Salah satu avant garde gerakan sosial baru paling maju adalah gerakan perempuan atau feminisme. Gerakan ini meyakini bahwa seseorang itu ditindas karena dia perempuan bukan yang lain. Jadi kalau misalnya ada perempuan, miskin, kulit hitam, penganut kepercayaan, masyarakat adat dan tidak pernah sekolah maka pertanyaannya, dia ditindas karena perempuannya kah atau karena miskinnya kah, karena kulit hitamnya kah, karena kepercayaannya kah, karena masyarakat adatnya kah atau karena kebodohannya? 

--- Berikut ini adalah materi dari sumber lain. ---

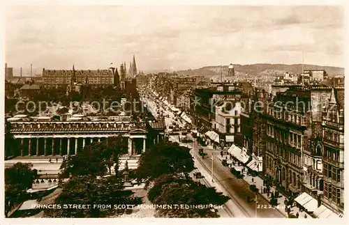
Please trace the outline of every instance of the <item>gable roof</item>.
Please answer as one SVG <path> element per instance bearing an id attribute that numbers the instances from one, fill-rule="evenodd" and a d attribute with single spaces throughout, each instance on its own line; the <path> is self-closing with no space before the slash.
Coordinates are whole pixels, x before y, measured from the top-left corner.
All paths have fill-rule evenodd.
<path id="1" fill-rule="evenodd" d="M 20 88 L 21 90 L 40 90 L 40 86 L 38 84 L 24 84 Z"/>

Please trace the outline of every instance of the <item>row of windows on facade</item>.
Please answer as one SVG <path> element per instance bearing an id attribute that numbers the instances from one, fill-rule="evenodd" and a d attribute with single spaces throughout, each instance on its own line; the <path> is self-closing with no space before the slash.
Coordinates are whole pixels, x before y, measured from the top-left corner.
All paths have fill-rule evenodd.
<path id="1" fill-rule="evenodd" d="M 267 135 L 273 137 L 276 141 L 281 141 L 282 143 L 288 143 L 291 146 L 297 148 L 302 148 L 302 135 L 287 132 L 274 129 L 272 125 L 267 125 Z"/>
<path id="2" fill-rule="evenodd" d="M 324 182 L 324 196 L 336 204 L 343 203 L 342 189 L 332 187 L 331 184 Z"/>
<path id="3" fill-rule="evenodd" d="M 322 175 L 324 176 L 324 177 L 332 178 L 332 180 L 334 180 L 336 182 L 341 182 L 341 180 L 342 180 L 341 176 L 342 175 L 341 171 L 342 170 L 339 168 L 336 168 L 331 164 L 324 163 Z"/>
<path id="4" fill-rule="evenodd" d="M 310 173 L 308 176 L 306 171 L 304 171 L 304 180 L 307 184 L 310 184 L 311 186 L 320 191 L 323 191 L 323 179 L 320 178 L 318 174 Z"/>
<path id="5" fill-rule="evenodd" d="M 344 163 L 344 152 L 331 146 L 325 146 L 324 147 L 322 156 L 337 162 Z"/>
<path id="6" fill-rule="evenodd" d="M 334 130 L 325 129 L 324 131 L 324 141 L 333 141 L 335 143 L 341 143 L 344 141 L 343 139 L 341 140 L 340 134 Z"/>
<path id="7" fill-rule="evenodd" d="M 321 171 L 322 169 L 321 160 L 315 160 L 306 155 L 304 155 L 304 166 L 311 166 L 313 169 L 318 171 Z"/>
<path id="8" fill-rule="evenodd" d="M 112 81 L 113 79 L 112 77 L 98 77 L 98 78 L 90 78 L 89 77 L 87 80 L 89 82 L 97 82 L 98 81 Z M 82 77 L 82 78 L 77 78 L 77 81 L 80 81 L 80 82 L 85 82 L 86 81 L 86 77 Z M 57 78 L 52 78 L 52 79 L 45 79 L 45 82 L 70 82 L 71 81 L 71 79 L 57 79 Z"/>
<path id="9" fill-rule="evenodd" d="M 275 155 L 279 155 L 283 159 L 286 159 L 288 162 L 292 163 L 294 165 L 297 166 L 301 166 L 301 157 L 292 152 L 284 150 L 283 148 L 277 145 L 274 145 L 274 143 L 267 141 L 267 150 L 269 153 L 272 153 Z"/>
<path id="10" fill-rule="evenodd" d="M 278 110 L 274 110 L 272 108 L 269 108 L 268 110 L 268 114 L 275 118 L 283 120 L 285 121 L 290 122 L 297 125 L 306 124 L 308 121 L 308 118 L 304 118 L 296 113 L 291 113 L 288 111 L 279 111 Z"/>
<path id="11" fill-rule="evenodd" d="M 269 162 L 266 165 L 267 168 L 274 172 L 276 168 L 274 164 L 272 163 L 272 159 L 269 158 L 268 160 L 268 157 L 267 157 L 267 162 Z M 282 181 L 286 180 L 286 176 L 285 176 L 286 174 L 285 168 L 281 169 L 281 180 Z M 292 172 L 292 171 L 290 170 L 288 171 L 288 183 L 290 185 L 292 185 L 293 187 L 297 187 L 298 188 L 300 188 L 301 187 L 300 176 L 299 175 L 296 176 L 296 173 Z"/>
<path id="12" fill-rule="evenodd" d="M 34 124 L 19 124 L 13 123 L 13 128 L 93 128 L 93 127 L 123 127 L 124 125 L 135 125 L 134 123 L 68 123 L 68 124 L 45 124 L 45 123 L 34 123 Z"/>
<path id="13" fill-rule="evenodd" d="M 324 116 L 324 120 L 341 125 L 344 124 L 344 116 L 338 116 L 336 110 L 331 110 L 328 114 L 328 116 L 327 115 Z"/>

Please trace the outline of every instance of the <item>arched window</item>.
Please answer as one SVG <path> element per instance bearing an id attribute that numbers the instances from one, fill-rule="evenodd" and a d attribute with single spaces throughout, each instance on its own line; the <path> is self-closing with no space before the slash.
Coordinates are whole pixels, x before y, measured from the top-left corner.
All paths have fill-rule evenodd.
<path id="1" fill-rule="evenodd" d="M 319 189 L 320 191 L 324 190 L 324 180 L 322 179 L 320 179 L 319 180 Z"/>
<path id="2" fill-rule="evenodd" d="M 322 148 L 320 144 L 318 145 L 318 146 L 316 146 L 316 153 L 318 154 L 318 155 L 321 155 L 322 151 Z"/>

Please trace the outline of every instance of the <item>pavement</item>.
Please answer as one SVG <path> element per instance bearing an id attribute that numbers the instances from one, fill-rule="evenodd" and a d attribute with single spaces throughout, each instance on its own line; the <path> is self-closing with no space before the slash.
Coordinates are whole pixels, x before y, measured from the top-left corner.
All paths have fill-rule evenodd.
<path id="1" fill-rule="evenodd" d="M 149 102 L 150 103 L 150 102 Z M 155 102 L 149 104 L 152 107 L 155 107 Z M 165 110 L 162 106 L 160 109 L 163 110 L 164 114 L 169 114 L 170 118 L 165 118 L 166 126 L 174 121 L 175 115 L 169 111 Z M 198 171 L 205 176 L 202 182 L 207 186 L 215 187 L 218 192 L 223 192 L 230 198 L 230 200 L 225 204 L 225 210 L 219 211 L 218 214 L 222 217 L 264 217 L 264 218 L 284 218 L 288 217 L 286 212 L 286 206 L 284 204 L 285 196 L 281 194 L 278 198 L 279 205 L 276 207 L 272 207 L 269 204 L 269 198 L 266 193 L 260 193 L 263 187 L 263 180 L 259 177 L 252 178 L 246 174 L 247 169 L 244 169 L 244 177 L 243 179 L 236 178 L 230 172 L 230 168 L 224 166 L 221 161 L 225 157 L 221 156 L 219 150 L 214 150 L 213 146 L 200 146 L 195 141 L 193 143 L 181 143 L 178 136 L 170 136 L 170 140 L 179 143 L 182 146 L 186 146 L 190 148 L 194 148 L 192 154 L 194 156 L 194 162 Z M 204 153 L 207 155 L 202 158 L 198 155 L 198 149 L 202 148 Z M 212 164 L 213 156 L 213 164 Z M 213 176 L 211 179 L 211 169 L 213 164 Z M 253 179 L 253 181 L 252 181 Z M 250 190 L 249 185 L 255 185 L 260 192 L 255 194 Z M 275 188 L 271 187 L 271 192 L 274 192 Z M 247 196 L 250 197 L 250 201 L 247 202 Z M 257 200 L 257 201 L 255 201 Z M 312 218 L 305 212 L 299 212 L 297 207 L 291 208 L 290 215 L 299 215 L 299 218 L 304 218 L 306 215 L 307 218 Z"/>
<path id="2" fill-rule="evenodd" d="M 211 155 L 210 154 L 211 153 L 214 153 L 214 160 L 216 161 L 216 160 L 217 161 L 219 161 L 221 162 L 220 164 L 218 165 L 219 167 L 221 167 L 220 169 L 230 171 L 229 167 L 224 166 L 221 164 L 221 161 L 223 160 L 225 160 L 226 156 L 221 157 L 221 151 L 219 150 L 214 150 L 213 147 L 209 146 L 201 147 L 201 148 L 204 148 L 205 153 L 208 153 L 207 157 L 208 157 L 209 155 Z M 228 162 L 230 162 L 230 161 L 228 160 Z M 216 167 L 215 167 L 215 168 L 216 168 Z M 287 199 L 287 198 L 285 196 L 283 196 L 282 194 L 280 193 L 279 197 L 278 198 L 279 205 L 275 208 L 272 207 L 270 205 L 270 204 L 269 203 L 269 201 L 270 201 L 270 197 L 268 197 L 268 195 L 267 193 L 260 193 L 260 191 L 264 189 L 264 187 L 266 187 L 266 186 L 263 185 L 263 180 L 258 176 L 252 177 L 251 176 L 247 175 L 247 171 L 248 171 L 247 167 L 245 167 L 244 169 L 244 178 L 243 179 L 237 179 L 237 180 L 243 181 L 247 185 L 255 185 L 256 186 L 256 187 L 259 189 L 258 198 L 258 201 L 259 201 L 259 203 L 258 203 L 259 205 L 258 206 L 258 208 L 258 208 L 258 212 L 260 211 L 260 210 L 262 209 L 261 208 L 263 208 L 263 209 L 265 208 L 272 208 L 273 210 L 278 210 L 284 217 L 288 217 L 288 215 L 286 212 L 287 205 L 285 205 L 285 203 L 284 203 L 285 199 Z M 232 177 L 234 177 L 234 176 L 231 173 L 230 173 L 230 176 Z M 253 180 L 253 181 L 252 181 L 252 180 Z M 270 188 L 271 192 L 274 192 L 276 190 L 276 189 L 275 187 L 272 187 Z M 265 201 L 262 201 L 260 200 L 261 199 L 263 199 Z M 310 215 L 309 215 L 308 213 L 306 213 L 306 212 L 304 212 L 304 211 L 301 212 L 297 206 L 292 206 L 290 209 L 290 215 L 295 216 L 297 212 L 299 214 L 299 218 L 305 218 L 305 217 L 306 218 L 312 218 L 311 216 Z M 261 216 L 260 216 L 260 217 L 262 217 L 263 216 L 261 215 Z"/>
<path id="3" fill-rule="evenodd" d="M 219 160 L 221 160 L 221 162 L 225 159 L 225 156 L 223 156 L 221 157 L 221 155 L 220 155 L 220 152 L 219 152 L 219 154 L 216 154 L 218 155 L 216 155 L 216 157 Z M 223 166 L 223 165 L 222 165 Z M 228 168 L 228 167 L 227 167 Z M 259 189 L 259 195 L 262 196 L 265 199 L 267 199 L 268 201 L 270 200 L 270 197 L 268 196 L 268 194 L 267 193 L 260 193 L 260 192 L 265 188 L 266 187 L 266 186 L 263 185 L 263 179 L 262 179 L 259 176 L 256 176 L 256 177 L 253 177 L 250 175 L 248 175 L 247 174 L 247 167 L 244 167 L 244 178 L 243 180 L 248 185 L 255 185 L 255 187 Z M 275 187 L 271 187 L 270 188 L 270 192 L 274 192 L 276 191 L 276 189 L 275 188 Z M 276 206 L 276 209 L 278 210 L 280 212 L 281 212 L 285 217 L 288 217 L 288 215 L 286 212 L 286 210 L 287 210 L 287 205 L 285 205 L 284 202 L 285 202 L 285 199 L 288 199 L 287 197 L 285 197 L 284 195 L 283 195 L 282 194 L 279 194 L 279 197 L 278 198 L 278 203 L 279 205 Z M 263 205 L 263 207 L 269 207 L 269 205 L 267 206 L 266 205 Z M 306 212 L 304 211 L 302 211 L 301 212 L 297 207 L 295 206 L 295 204 L 294 204 L 295 206 L 292 206 L 290 209 L 290 215 L 296 215 L 296 214 L 298 212 L 299 214 L 299 218 L 312 218 L 311 216 L 310 215 L 309 215 L 308 213 L 306 213 Z"/>

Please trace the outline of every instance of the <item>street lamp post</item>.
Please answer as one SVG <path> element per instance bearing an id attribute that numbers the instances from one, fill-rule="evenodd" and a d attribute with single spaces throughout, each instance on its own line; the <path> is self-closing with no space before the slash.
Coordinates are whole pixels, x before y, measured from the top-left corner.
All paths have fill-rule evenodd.
<path id="1" fill-rule="evenodd" d="M 214 153 L 212 153 L 212 157 L 211 157 L 211 180 L 212 182 L 214 181 Z"/>
<path id="2" fill-rule="evenodd" d="M 258 195 L 257 195 L 257 193 L 255 193 L 255 217 L 257 217 L 257 208 L 258 208 Z"/>

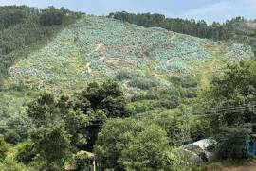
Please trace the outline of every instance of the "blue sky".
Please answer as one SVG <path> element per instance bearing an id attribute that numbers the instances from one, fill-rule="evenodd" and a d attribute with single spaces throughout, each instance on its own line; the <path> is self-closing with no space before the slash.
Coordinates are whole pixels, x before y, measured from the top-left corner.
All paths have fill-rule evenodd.
<path id="1" fill-rule="evenodd" d="M 224 22 L 235 16 L 256 19 L 256 0 L 0 0 L 0 5 L 65 7 L 97 15 L 112 11 L 156 12 L 168 17 Z"/>

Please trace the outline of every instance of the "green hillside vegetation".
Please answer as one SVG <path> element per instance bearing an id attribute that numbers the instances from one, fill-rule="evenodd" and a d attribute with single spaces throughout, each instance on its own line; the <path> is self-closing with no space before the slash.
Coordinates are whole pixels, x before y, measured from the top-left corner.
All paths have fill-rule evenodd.
<path id="1" fill-rule="evenodd" d="M 178 147 L 207 137 L 219 159 L 242 156 L 223 147 L 254 118 L 204 114 L 255 103 L 248 44 L 64 8 L 1 9 L 1 168 L 88 170 L 89 151 L 103 169 L 187 171 Z"/>
<path id="2" fill-rule="evenodd" d="M 143 26 L 145 27 L 162 27 L 171 31 L 188 34 L 214 41 L 237 41 L 252 46 L 256 52 L 255 20 L 236 17 L 220 24 L 213 22 L 208 25 L 206 21 L 184 20 L 180 18 L 166 18 L 161 14 L 116 12 L 108 15 L 110 18 Z"/>

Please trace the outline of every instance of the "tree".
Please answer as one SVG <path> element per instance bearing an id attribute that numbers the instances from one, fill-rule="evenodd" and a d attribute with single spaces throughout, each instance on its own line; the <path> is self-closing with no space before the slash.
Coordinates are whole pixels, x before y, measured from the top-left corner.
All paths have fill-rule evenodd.
<path id="1" fill-rule="evenodd" d="M 220 160 L 239 160 L 246 158 L 246 136 L 250 131 L 243 128 L 226 128 L 216 136 L 216 154 Z"/>
<path id="2" fill-rule="evenodd" d="M 50 128 L 40 127 L 31 133 L 38 159 L 43 162 L 43 168 L 57 171 L 63 167 L 70 153 L 70 135 L 62 124 Z"/>
<path id="3" fill-rule="evenodd" d="M 44 26 L 62 25 L 65 14 L 64 10 L 59 10 L 54 7 L 49 7 L 43 10 L 39 17 L 39 23 Z"/>
<path id="4" fill-rule="evenodd" d="M 192 168 L 185 154 L 170 148 L 166 131 L 154 121 L 108 120 L 99 134 L 95 153 L 104 169 L 178 170 L 183 167 L 181 170 L 185 171 Z"/>
<path id="5" fill-rule="evenodd" d="M 119 161 L 125 170 L 164 169 L 164 154 L 169 150 L 166 132 L 157 125 L 143 128 L 122 149 Z"/>
<path id="6" fill-rule="evenodd" d="M 249 106 L 256 103 L 256 62 L 249 60 L 229 64 L 223 77 L 213 79 L 207 99 L 208 104 L 214 108 L 248 105 L 248 108 L 245 106 L 244 112 L 228 110 L 223 113 L 224 122 L 228 125 L 255 122 Z"/>
<path id="7" fill-rule="evenodd" d="M 7 146 L 3 137 L 0 137 L 0 161 L 6 158 Z"/>

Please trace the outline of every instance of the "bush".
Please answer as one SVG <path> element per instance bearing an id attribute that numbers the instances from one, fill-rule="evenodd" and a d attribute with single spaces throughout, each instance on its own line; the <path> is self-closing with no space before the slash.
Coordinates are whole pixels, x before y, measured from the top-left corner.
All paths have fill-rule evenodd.
<path id="1" fill-rule="evenodd" d="M 32 143 L 26 143 L 19 146 L 15 159 L 19 162 L 27 164 L 33 161 L 35 156 L 34 145 Z"/>
<path id="2" fill-rule="evenodd" d="M 6 158 L 6 152 L 7 152 L 6 143 L 3 137 L 0 137 L 0 160 Z"/>
<path id="3" fill-rule="evenodd" d="M 159 104 L 167 109 L 177 108 L 179 105 L 178 97 L 172 95 L 168 98 L 160 100 Z"/>
<path id="4" fill-rule="evenodd" d="M 90 170 L 91 159 L 85 151 L 81 151 L 75 156 L 75 163 L 78 171 Z"/>
<path id="5" fill-rule="evenodd" d="M 248 130 L 240 128 L 225 128 L 219 136 L 216 147 L 217 157 L 221 160 L 237 160 L 246 158 L 246 136 Z"/>
<path id="6" fill-rule="evenodd" d="M 65 14 L 53 7 L 43 10 L 39 17 L 39 23 L 44 26 L 49 26 L 53 25 L 62 25 Z"/>
<path id="7" fill-rule="evenodd" d="M 16 145 L 20 142 L 21 137 L 14 130 L 8 130 L 5 135 L 5 141 L 9 144 Z"/>

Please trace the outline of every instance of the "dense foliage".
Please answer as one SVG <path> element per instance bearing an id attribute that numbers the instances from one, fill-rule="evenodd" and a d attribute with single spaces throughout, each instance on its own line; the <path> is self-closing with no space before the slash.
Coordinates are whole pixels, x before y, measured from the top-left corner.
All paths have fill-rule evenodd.
<path id="1" fill-rule="evenodd" d="M 18 59 L 29 53 L 31 45 L 48 40 L 62 26 L 79 17 L 77 13 L 55 8 L 42 12 L 41 9 L 27 6 L 4 6 L 0 11 L 0 78 Z"/>
<path id="2" fill-rule="evenodd" d="M 91 83 L 73 97 L 44 93 L 27 112 L 33 123 L 30 138 L 38 155 L 35 161 L 40 161 L 40 167 L 52 170 L 62 167 L 71 151 L 92 150 L 107 118 L 130 115 L 123 93 L 110 80 L 102 85 Z M 17 157 L 25 162 L 31 160 L 26 150 Z"/>
<path id="3" fill-rule="evenodd" d="M 243 17 L 236 17 L 228 20 L 224 24 L 213 22 L 208 25 L 206 21 L 185 20 L 180 18 L 166 18 L 161 14 L 151 13 L 110 13 L 108 17 L 119 19 L 124 22 L 143 26 L 146 27 L 162 27 L 177 33 L 189 34 L 199 38 L 213 39 L 215 41 L 237 40 L 249 43 L 256 52 L 256 32 L 253 21 L 247 21 Z M 255 23 L 255 21 L 254 21 Z"/>
<path id="4" fill-rule="evenodd" d="M 166 132 L 155 123 L 135 119 L 108 121 L 99 134 L 97 160 L 115 170 L 191 170 L 183 153 L 174 152 Z M 171 169 L 172 168 L 172 169 Z"/>

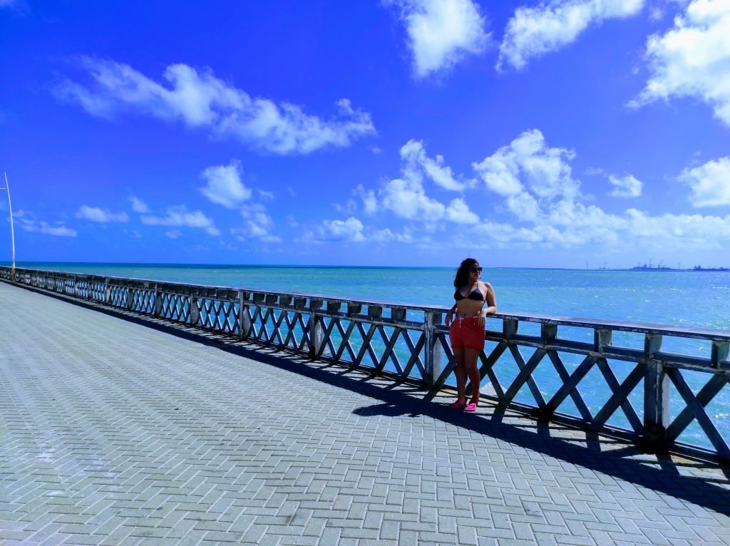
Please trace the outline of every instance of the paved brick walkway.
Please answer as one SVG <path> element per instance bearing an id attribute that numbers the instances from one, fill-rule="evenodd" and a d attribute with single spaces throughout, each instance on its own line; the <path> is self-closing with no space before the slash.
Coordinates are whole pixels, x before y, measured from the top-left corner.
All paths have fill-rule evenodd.
<path id="1" fill-rule="evenodd" d="M 730 544 L 730 472 L 0 282 L 4 545 Z"/>

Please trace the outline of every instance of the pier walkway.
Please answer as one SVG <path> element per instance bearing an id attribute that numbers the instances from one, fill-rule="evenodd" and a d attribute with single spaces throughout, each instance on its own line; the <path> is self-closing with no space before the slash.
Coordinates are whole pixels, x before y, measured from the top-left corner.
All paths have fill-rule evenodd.
<path id="1" fill-rule="evenodd" d="M 3 545 L 730 544 L 716 464 L 89 307 L 0 282 Z"/>

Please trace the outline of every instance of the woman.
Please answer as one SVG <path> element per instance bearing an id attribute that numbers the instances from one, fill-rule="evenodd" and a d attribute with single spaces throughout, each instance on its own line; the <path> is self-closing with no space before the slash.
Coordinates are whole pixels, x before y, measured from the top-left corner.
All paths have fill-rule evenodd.
<path id="1" fill-rule="evenodd" d="M 477 360 L 484 349 L 484 323 L 488 315 L 497 312 L 494 289 L 479 280 L 482 267 L 473 258 L 467 258 L 456 270 L 454 299 L 456 303 L 446 313 L 446 326 L 454 358 L 456 360 L 456 391 L 458 398 L 449 404 L 452 410 L 477 411 L 479 405 L 479 369 Z M 486 304 L 486 306 L 485 306 Z M 456 314 L 456 316 L 454 315 Z M 472 382 L 472 398 L 466 404 L 466 379 Z"/>

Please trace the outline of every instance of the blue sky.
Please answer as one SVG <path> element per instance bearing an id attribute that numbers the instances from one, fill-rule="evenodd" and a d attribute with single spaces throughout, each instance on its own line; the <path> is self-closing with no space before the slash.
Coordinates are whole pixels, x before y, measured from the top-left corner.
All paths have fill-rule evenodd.
<path id="1" fill-rule="evenodd" d="M 727 0 L 201 6 L 0 0 L 18 261 L 730 266 Z"/>

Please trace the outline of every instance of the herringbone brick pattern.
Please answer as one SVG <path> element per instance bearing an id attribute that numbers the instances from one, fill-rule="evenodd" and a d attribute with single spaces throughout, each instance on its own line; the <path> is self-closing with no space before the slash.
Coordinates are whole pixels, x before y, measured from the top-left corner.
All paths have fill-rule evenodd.
<path id="1" fill-rule="evenodd" d="M 0 282 L 0 542 L 730 544 L 721 468 L 214 341 Z"/>

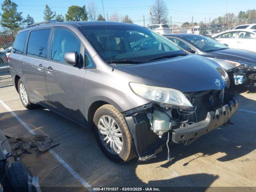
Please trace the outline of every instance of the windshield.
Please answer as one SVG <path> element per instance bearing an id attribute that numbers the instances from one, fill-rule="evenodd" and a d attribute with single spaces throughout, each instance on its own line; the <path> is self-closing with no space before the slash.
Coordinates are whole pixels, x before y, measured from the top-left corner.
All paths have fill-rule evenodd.
<path id="1" fill-rule="evenodd" d="M 249 26 L 249 25 L 242 25 L 241 26 L 238 26 L 236 27 L 234 29 L 246 29 Z"/>
<path id="2" fill-rule="evenodd" d="M 139 26 L 88 26 L 80 29 L 106 62 L 130 60 L 139 63 L 185 53 L 162 36 Z"/>
<path id="3" fill-rule="evenodd" d="M 184 37 L 184 38 L 201 50 L 206 52 L 215 51 L 228 48 L 218 41 L 205 36 L 191 36 Z"/>

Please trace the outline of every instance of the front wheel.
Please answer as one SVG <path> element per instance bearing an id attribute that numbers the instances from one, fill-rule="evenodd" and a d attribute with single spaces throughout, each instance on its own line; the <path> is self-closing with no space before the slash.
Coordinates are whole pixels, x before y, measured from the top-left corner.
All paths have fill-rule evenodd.
<path id="1" fill-rule="evenodd" d="M 93 121 L 98 144 L 110 160 L 124 162 L 135 156 L 132 136 L 123 116 L 114 106 L 100 107 L 95 112 Z"/>
<path id="2" fill-rule="evenodd" d="M 18 88 L 19 91 L 20 98 L 23 106 L 27 109 L 31 109 L 37 106 L 37 105 L 31 103 L 28 95 L 27 90 L 25 87 L 24 84 L 20 79 L 18 83 Z"/>

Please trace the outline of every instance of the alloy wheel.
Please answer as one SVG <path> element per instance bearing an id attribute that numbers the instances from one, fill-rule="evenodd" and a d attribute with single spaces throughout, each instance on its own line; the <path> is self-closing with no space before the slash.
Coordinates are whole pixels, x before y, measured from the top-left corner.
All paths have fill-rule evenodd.
<path id="1" fill-rule="evenodd" d="M 20 85 L 20 92 L 22 102 L 25 105 L 27 105 L 28 102 L 28 94 L 23 83 L 21 83 Z"/>
<path id="2" fill-rule="evenodd" d="M 123 136 L 114 119 L 108 115 L 102 116 L 98 128 L 101 142 L 106 149 L 113 154 L 120 153 L 123 148 Z"/>

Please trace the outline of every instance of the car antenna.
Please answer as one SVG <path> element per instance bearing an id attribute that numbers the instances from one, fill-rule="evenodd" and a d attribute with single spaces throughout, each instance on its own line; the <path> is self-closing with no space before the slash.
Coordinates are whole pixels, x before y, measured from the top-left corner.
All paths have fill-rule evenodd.
<path id="1" fill-rule="evenodd" d="M 103 14 L 104 15 L 104 18 L 105 18 L 105 22 L 106 22 L 106 16 L 105 16 L 105 10 L 104 9 L 104 5 L 103 4 L 103 0 L 101 0 L 101 2 L 102 3 L 102 8 L 103 9 Z M 109 46 L 109 41 L 108 40 L 108 30 L 107 30 L 107 25 L 105 25 L 106 27 L 106 33 L 107 35 L 107 39 L 108 40 L 108 50 L 109 51 L 109 56 L 110 58 L 110 63 L 111 65 L 112 64 L 112 59 L 111 58 L 111 53 L 110 52 L 110 48 Z M 114 67 L 112 68 L 112 71 L 114 70 Z"/>

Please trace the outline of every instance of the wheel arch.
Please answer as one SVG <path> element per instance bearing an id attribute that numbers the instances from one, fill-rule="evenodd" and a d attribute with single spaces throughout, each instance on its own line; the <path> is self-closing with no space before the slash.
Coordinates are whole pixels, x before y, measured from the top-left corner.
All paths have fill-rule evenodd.
<path id="1" fill-rule="evenodd" d="M 116 103 L 108 98 L 102 97 L 100 98 L 100 99 L 96 100 L 91 104 L 87 111 L 86 110 L 86 113 L 87 112 L 87 113 L 86 114 L 86 116 L 87 117 L 87 124 L 91 130 L 92 131 L 93 130 L 92 128 L 93 117 L 96 110 L 102 105 L 106 104 L 113 105 L 120 112 L 123 111 Z"/>
<path id="2" fill-rule="evenodd" d="M 18 75 L 16 75 L 14 77 L 14 86 L 16 88 L 16 90 L 18 93 L 19 90 L 18 87 L 18 83 L 19 82 L 19 80 L 20 79 L 20 77 Z"/>

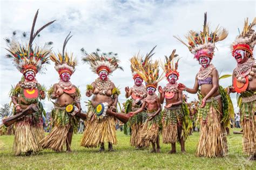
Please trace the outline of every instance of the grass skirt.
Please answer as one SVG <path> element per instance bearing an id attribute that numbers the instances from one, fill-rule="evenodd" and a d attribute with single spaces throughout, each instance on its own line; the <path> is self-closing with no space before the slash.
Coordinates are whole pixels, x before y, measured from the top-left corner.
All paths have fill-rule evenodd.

Sudah tentu boleh saja mengatakan semua itu penting tetapi gerakan perempuan, baik gelombang pertama maupun kedua, akan menekankan bahwa semua ketertindasan itu pertama-tama disebabkan oleh karena perempuannya. Kita sekarang menyaksikan mulai dari badan-badan internasional, donor-donor pembangunan, pemerintah, non-govermental organization, kampus-kampus dan seterusnya mengubah banyak hal untuk mengarusutamakan perempuan, mendengar suara perempuan, menyediakan kuota khusus untuk perempuan dan sebagainya.

Harus diakui bahwa gerakan itu membuat banyak sekali perempuan bisa keluar dari keterbatasannya, menduduki posisi-posisi penting di badan-badan publik, memperjuangkan hak-haknya, sekolah tinggi dan mendapat beasiswa, lebih punya peluang mendapatkan pekerjaan, dan seterusnya.

Judith Butler menyaksikan semua itu. Ia bahkan terlibat dalam banyak kegiatan pengarusutamaan gender. Ia setuju dengan semua itu. Di tengah kuatnya arus perjuangan hak-hak perempuan di seluruh dunia, dia mengajukan pertanyaan yang tak pernah terpikirkan sebelumnya. Pertanyaan itu adalah, “ngomong-ngomong yang kita maksud perempuan ini siapa sebetulnya? atau dalam kalimat lain, perempuan itu apa?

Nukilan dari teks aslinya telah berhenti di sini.